This study developed a ML-based diagnostic and prognostic model utilizing NK cell-related genes, providing a novel approach for personalized medicine in BC. However, there are several limitations. First, the data primarily came from the TCGA and GEO databases, which may introduce ethnic and regional biases, necessitating validation with broader population data. Second, the inclusion of clinical variables remains limited, as factors such as treatment regimens and lifestyle were not considered. Furthermore, the complexity of the machine learning model may reduce its clinical interpretability, and future studies could integrate methods such as SHAP to enhance model transparency. Future research can be advanced in several key directions. Firstly, integrating multi-omics data to enhance the accuracy and generalizability of the model.

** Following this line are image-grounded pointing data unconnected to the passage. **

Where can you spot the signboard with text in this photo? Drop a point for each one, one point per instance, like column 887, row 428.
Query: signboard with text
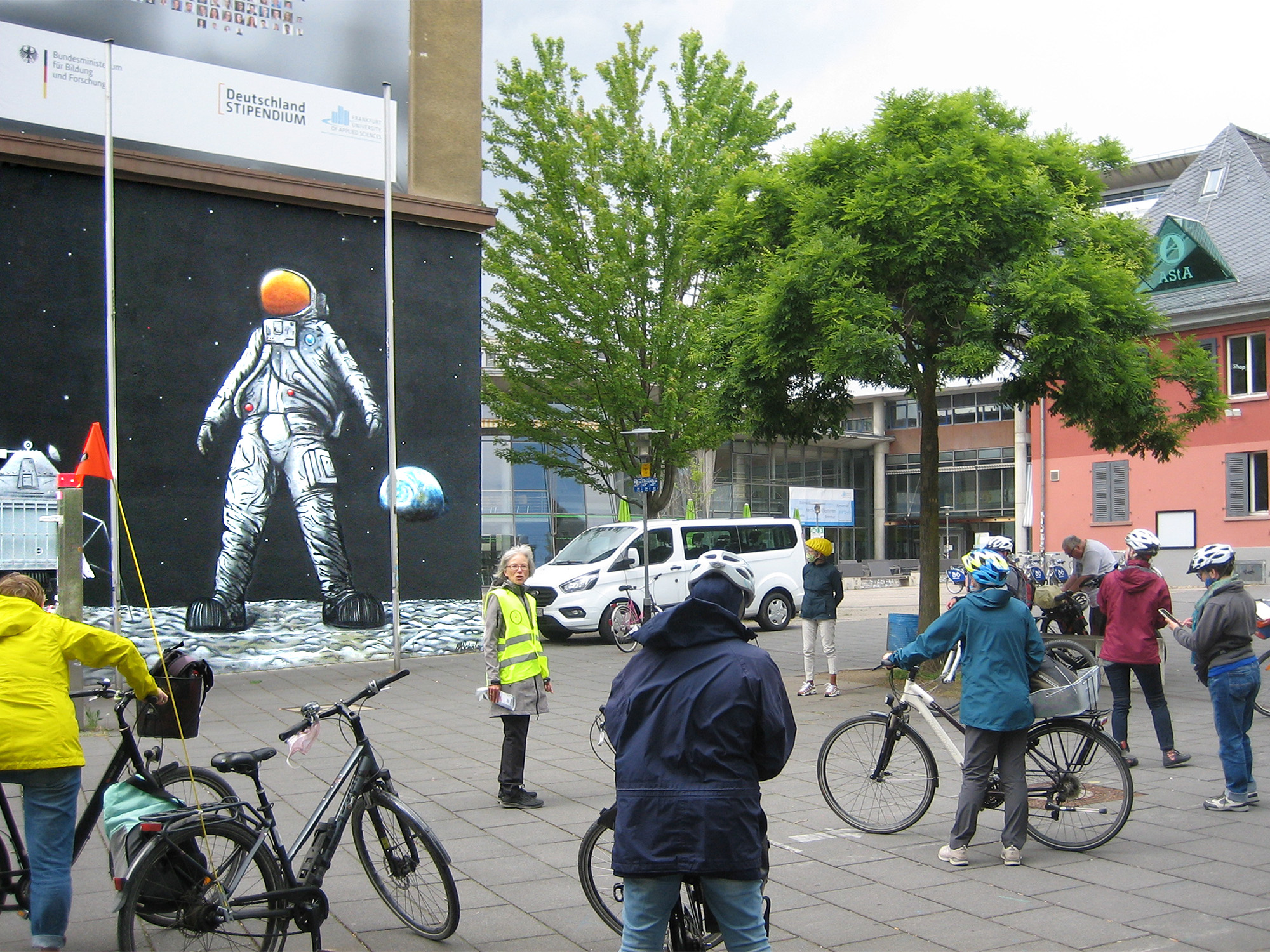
column 817, row 506
column 59, row 82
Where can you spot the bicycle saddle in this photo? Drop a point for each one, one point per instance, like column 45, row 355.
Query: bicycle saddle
column 242, row 762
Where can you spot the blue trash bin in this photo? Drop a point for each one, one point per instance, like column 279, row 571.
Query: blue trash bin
column 901, row 630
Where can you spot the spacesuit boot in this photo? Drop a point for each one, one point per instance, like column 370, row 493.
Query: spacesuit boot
column 342, row 606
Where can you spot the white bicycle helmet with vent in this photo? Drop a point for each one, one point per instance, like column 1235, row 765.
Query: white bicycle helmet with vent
column 1211, row 557
column 1144, row 541
column 733, row 568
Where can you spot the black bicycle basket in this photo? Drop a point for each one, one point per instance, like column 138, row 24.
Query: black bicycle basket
column 187, row 682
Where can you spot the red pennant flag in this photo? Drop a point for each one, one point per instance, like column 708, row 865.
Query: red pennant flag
column 96, row 460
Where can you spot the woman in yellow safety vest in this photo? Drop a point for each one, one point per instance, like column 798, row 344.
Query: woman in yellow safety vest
column 516, row 671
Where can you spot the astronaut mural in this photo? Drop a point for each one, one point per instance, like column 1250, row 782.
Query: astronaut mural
column 293, row 389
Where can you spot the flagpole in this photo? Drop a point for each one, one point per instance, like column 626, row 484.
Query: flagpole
column 391, row 351
column 111, row 370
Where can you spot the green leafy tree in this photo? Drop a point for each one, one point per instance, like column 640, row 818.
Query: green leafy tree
column 594, row 315
column 943, row 242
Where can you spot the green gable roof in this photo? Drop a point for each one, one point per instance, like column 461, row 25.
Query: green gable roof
column 1187, row 258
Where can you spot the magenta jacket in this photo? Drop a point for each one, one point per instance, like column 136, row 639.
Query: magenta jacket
column 1132, row 598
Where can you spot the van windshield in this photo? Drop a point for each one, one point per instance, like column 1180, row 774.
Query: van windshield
column 592, row 546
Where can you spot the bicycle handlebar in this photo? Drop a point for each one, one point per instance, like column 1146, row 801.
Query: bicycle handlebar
column 371, row 690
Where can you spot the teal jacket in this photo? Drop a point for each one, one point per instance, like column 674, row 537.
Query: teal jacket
column 1003, row 651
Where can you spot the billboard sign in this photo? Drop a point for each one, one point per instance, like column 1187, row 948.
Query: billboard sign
column 816, row 506
column 57, row 81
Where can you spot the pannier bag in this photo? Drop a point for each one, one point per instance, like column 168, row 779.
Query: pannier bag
column 1057, row 691
column 191, row 681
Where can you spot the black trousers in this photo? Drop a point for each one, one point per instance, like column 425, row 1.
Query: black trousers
column 511, row 774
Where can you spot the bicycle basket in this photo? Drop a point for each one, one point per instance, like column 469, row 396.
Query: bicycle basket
column 1066, row 700
column 187, row 684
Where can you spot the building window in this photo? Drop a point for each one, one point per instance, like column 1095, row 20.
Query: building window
column 1112, row 492
column 1247, row 365
column 1248, row 491
column 1213, row 183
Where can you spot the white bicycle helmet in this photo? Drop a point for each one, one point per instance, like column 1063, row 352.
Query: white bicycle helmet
column 1211, row 557
column 1144, row 541
column 733, row 568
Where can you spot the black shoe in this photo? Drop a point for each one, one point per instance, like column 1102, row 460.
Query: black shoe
column 215, row 615
column 521, row 799
column 354, row 610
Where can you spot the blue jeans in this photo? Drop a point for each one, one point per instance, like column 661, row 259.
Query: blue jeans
column 49, row 802
column 737, row 906
column 1234, row 694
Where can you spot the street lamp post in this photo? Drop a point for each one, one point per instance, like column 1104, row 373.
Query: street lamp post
column 645, row 450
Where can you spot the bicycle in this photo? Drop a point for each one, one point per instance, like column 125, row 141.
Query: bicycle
column 625, row 618
column 219, row 882
column 692, row 927
column 187, row 784
column 878, row 774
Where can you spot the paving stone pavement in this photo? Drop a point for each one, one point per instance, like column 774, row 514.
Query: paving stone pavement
column 1178, row 878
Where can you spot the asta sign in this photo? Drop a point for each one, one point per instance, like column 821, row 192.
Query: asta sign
column 59, row 82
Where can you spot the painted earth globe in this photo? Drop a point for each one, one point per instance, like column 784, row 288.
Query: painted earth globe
column 420, row 496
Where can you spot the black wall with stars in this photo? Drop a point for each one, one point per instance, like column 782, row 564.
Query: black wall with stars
column 187, row 271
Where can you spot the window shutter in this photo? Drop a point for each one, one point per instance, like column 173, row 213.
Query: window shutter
column 1102, row 493
column 1236, row 484
column 1120, row 472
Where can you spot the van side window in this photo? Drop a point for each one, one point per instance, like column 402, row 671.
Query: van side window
column 698, row 543
column 766, row 539
column 661, row 548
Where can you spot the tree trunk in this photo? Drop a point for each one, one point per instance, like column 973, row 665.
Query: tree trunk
column 929, row 492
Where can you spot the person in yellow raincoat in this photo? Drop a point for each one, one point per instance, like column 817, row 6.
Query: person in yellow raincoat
column 40, row 746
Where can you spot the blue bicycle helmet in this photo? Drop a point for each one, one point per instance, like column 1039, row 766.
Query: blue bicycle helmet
column 986, row 567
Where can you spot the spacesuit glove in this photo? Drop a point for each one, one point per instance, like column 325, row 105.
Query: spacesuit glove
column 205, row 439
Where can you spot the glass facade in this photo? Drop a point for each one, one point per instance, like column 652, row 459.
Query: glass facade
column 977, row 494
column 761, row 474
column 528, row 505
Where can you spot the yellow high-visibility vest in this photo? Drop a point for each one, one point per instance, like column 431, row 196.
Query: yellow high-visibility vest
column 520, row 648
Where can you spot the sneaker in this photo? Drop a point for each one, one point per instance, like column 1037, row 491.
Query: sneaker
column 520, row 800
column 954, row 856
column 1227, row 805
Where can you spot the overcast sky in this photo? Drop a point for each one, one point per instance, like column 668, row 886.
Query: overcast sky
column 1161, row 77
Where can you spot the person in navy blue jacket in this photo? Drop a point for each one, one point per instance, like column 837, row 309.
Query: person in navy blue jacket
column 1003, row 652
column 698, row 719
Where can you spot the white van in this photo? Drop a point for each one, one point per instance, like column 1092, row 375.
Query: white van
column 578, row 590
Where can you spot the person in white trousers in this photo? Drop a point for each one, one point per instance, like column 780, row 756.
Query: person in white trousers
column 822, row 592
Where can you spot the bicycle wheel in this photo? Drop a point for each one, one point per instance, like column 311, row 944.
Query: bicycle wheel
column 1073, row 654
column 1263, row 703
column 406, row 865
column 206, row 789
column 1080, row 791
column 601, row 888
column 874, row 783
column 173, row 899
column 624, row 621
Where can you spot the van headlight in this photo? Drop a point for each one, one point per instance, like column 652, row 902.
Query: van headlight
column 582, row 583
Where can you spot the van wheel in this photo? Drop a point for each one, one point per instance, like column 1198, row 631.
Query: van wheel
column 775, row 611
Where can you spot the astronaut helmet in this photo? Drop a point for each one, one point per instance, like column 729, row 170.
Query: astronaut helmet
column 289, row 294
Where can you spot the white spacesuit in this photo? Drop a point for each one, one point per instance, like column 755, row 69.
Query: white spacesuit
column 289, row 389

Secondly, incorporating longitudinal data to better predict the progression and recurrence of BC. Thirdly, investigating the role of NK cell-related genes in immunotherapy to refine and optimize personalized treatment strategies. Furthermore, validating the clinical applicability of the model through clinical trials is crucial to facilitate its integration into real-world medical decision-making. In terms of clinical implementation, the proposed ML-based diagnostic and prognostic models can be embedded into hospital electronic medical systems as decision-support tools. Specifically, the RF diagnostic model can assist clinicians in the early identification of BC by analyzing gene expression profiles derived from biopsy or blood samples, which could be particularly beneficial for patients at early stages or with ambiguous imaging findings. The prognostic risk score model allows stratification of patients into different risk groups, helping guide treatment intensity—especially in selecting candidates for chemotherapy or immunotherapy. The integration of a nomogram that combines clinical factors with model-derived risk scores enhances interpretability and usability in clinical practice. While retrospective validation shows strong potential, future prospective studies and integration with electronic health record systems will be essential for full clinical translation. Despite the limitations of the current study, its findings lay a critical theoretical foundation for future research on the immune mechanisms of BC and the advancement of personalized medicine.

5 Conclusion

In this study, we developed and validated ML-based diagnostic and prognostic models for BC using NRGs. The diagnostic model, built using the RF algorithm, demonstrated high accuracy across multiple datasets, offering a reliable tool for BC detection. The prognostic model effectively stratified patients into high-risk and low-risk groups, highlighting differences in survival outcomes, immune characteristics, and treatment responses. High-risk patients exhibited enhanced tumor proliferation, immune evasion, and reduced immune cell infiltration, which correlated with poorer clinical outcomes. Moreover, the high-risk group showed lower IPS values and a weaker response to immune checkpoint inhibitors, underscoring the importance of precise risk stratification in treatment planning. These findings reveal the critical role of NRGs in BC progression and underscore the potential of integrating ML-based NRG models into precision oncology to improve diagnostic accuracy, guide personalized treatment, and ultimately enhance patient outcomes. Further clinical validation and prospective studies are warranted to fully realize their translational potential.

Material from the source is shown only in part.